Dalam kehidupan kita, mungkin secara tidak langsung kita juga pernah menolak Tuhan. Memilih untuk berpegang pada kekayaan dan jabatan yang kita miliki, mengeluh dan melupakan kebesaran Tuhan di kala kita merasakan duka, hidup dalam kebiasaan buruk dan dosa, menjadi bagian dari kita menolak cinta kasih Tuhan. Dan sangat mungkin, kita merasakan dampak buruk karena kita memilih berada di luar kasih Tuhan, kita merasa sendirian, sedih dan hampa.
Pada tahun 1946, setelah Jepang mengalami kekalahan besar pasca Perang Dunia II, seorang teolog bernama Kazoh Kitamori menulis sebuah buku The Theology of The Pain of God. Buku ini menjadi jawaban bagi orang Jepang yang merasakan penderitaan di mana Allah juga turut menderita dalam penderitaan Kristus. Berbeda dengan manusia yang mengalami penderitaan karena kesalahan yang mereka perbuat, penderitaan dan kematian Yesus adalah bentuk penyerahan diri-Nya oleh sebab kasih. Dalam salib, Allah merangkul manusia yang berdosa dan merasakan dampak dari kesalahan-Nya. Allah dalam penderitaan Yesus menjadi Allah yang berbela rasa dalam sebuah kesadaran mengasihi manusia.

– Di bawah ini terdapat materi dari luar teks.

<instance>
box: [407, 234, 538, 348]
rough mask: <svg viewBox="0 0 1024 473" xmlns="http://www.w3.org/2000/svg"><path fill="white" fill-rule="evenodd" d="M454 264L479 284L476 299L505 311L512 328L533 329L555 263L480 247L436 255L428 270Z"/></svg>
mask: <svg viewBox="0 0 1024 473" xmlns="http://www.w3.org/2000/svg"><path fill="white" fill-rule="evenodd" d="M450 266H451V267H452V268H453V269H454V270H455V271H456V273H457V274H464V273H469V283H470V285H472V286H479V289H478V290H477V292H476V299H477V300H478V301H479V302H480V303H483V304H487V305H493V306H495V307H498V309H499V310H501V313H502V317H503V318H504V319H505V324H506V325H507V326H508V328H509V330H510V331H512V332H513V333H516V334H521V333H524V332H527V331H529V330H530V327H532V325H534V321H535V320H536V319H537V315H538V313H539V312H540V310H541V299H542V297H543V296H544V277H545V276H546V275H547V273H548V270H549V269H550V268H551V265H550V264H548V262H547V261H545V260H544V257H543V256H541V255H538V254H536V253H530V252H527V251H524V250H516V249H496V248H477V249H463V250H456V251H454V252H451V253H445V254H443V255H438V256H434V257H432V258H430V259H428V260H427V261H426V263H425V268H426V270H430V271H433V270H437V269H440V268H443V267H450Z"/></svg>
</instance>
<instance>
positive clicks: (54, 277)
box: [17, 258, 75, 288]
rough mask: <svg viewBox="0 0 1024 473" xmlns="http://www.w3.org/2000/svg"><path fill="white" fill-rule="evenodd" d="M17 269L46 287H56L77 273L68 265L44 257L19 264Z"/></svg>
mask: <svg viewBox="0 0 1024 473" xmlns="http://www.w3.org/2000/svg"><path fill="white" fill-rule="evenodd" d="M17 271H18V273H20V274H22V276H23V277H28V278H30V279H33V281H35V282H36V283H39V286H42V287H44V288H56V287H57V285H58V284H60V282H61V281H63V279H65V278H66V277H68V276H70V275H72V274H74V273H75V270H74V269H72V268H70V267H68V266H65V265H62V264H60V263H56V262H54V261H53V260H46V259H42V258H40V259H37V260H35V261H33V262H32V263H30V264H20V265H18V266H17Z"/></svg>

Ketika kita ingin mengenal Allah secara sepenuhnya, kita bukan hanya mengenal Allah yang Mahamulia. Kita juga perlu mengenal Allah yang ikut menderita, yang dipermalukan dan yang mati lewat Yesus Kristus. Tentu Allah yang ikut menderita adalah bagian dari sikap Allah yang mengasihi manusia dengan setia walaupun manusia kerap mendukakan dan menolak diri-Nya. Lewat kematian Yesus Kristus dalam Jumat Agung lalu, babak baru dalam hidup manusia pun diperbaharui, yaitu pengampunan dosa manusia.

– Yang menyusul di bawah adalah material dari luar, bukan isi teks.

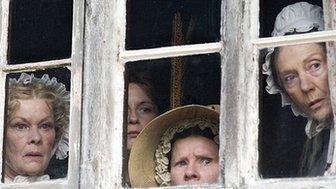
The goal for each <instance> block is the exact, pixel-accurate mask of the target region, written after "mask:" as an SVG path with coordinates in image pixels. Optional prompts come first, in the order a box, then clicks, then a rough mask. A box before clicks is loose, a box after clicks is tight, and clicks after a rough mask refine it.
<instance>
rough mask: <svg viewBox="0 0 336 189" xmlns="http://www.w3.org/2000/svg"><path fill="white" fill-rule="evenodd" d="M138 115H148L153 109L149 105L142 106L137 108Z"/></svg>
mask: <svg viewBox="0 0 336 189" xmlns="http://www.w3.org/2000/svg"><path fill="white" fill-rule="evenodd" d="M138 111H139V113H141V114H150V113H152V112H154V108H153V107H151V106H149V105H142V106H140V107H139V110H138Z"/></svg>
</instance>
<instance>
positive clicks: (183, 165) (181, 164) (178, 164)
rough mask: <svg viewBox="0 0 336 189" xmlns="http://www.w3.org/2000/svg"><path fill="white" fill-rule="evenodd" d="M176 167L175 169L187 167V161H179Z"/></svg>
mask: <svg viewBox="0 0 336 189" xmlns="http://www.w3.org/2000/svg"><path fill="white" fill-rule="evenodd" d="M174 165H175V167H176V166H177V167H183V166H185V165H187V161H185V160H183V161H178V162H176V163H175V164H174Z"/></svg>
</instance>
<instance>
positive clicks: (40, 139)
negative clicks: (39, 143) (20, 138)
mask: <svg viewBox="0 0 336 189" xmlns="http://www.w3.org/2000/svg"><path fill="white" fill-rule="evenodd" d="M41 140H42V136H41V133H40V131H39V129H38V128H37V127H36V128H31V129H30V131H29V144H39V143H41Z"/></svg>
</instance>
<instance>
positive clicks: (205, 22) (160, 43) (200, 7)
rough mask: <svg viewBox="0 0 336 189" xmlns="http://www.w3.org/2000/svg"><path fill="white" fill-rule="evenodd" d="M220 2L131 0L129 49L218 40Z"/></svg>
mask: <svg viewBox="0 0 336 189" xmlns="http://www.w3.org/2000/svg"><path fill="white" fill-rule="evenodd" d="M220 2H221V1H218V0H207V1H195V0H185V1H178V0H173V1H162V0H159V1H157V0H150V1H147V0H128V1H127V26H126V28H127V29H126V30H127V31H126V49H141V48H154V47H162V46H172V45H183V44H195V43H206V42H215V41H219V39H220V32H219V31H220Z"/></svg>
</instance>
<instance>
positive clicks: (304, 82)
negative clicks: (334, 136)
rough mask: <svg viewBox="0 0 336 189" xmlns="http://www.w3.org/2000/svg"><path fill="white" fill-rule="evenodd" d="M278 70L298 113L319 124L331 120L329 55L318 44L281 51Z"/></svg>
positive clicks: (283, 47)
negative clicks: (322, 121) (329, 75)
mask: <svg viewBox="0 0 336 189" xmlns="http://www.w3.org/2000/svg"><path fill="white" fill-rule="evenodd" d="M277 60H278V61H277V64H276V70H277V75H278V78H279V81H280V82H281V85H282V87H283V88H284V89H285V90H286V92H287V94H288V96H289V97H290V98H291V100H292V101H293V103H294V104H295V105H296V107H297V108H299V110H300V111H301V112H302V113H304V114H306V115H307V116H309V117H311V118H313V119H314V120H317V121H323V120H326V119H327V118H330V117H331V116H332V109H331V103H330V97H329V87H328V69H327V60H326V53H325V51H324V48H323V47H322V46H321V45H319V44H314V43H312V44H303V45H293V46H285V47H280V49H279V55H278V59H277Z"/></svg>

”Aku akan menaruh hukum-Ku di dalam hati mereka dan menuliskannya dalam akal budi mereka, dan Aku tidak lagi mengingat dosa-dosa dan kesalahan mereka.”
Ibrani 10:16-17
Ketika kita menolak Tuhan, tentu Tuhan berduka, tetapi sejatinya kitalah yang merasakan dampak karena tinggal di luar kasih-Nya. Ketika kita menerima kembali kasih-Nya kita memiliki kehidupan, kita punya pengharapan dengan beriman pada Dia, yang Mahamulia dan Mahakasih lewat penderitaan-Nya.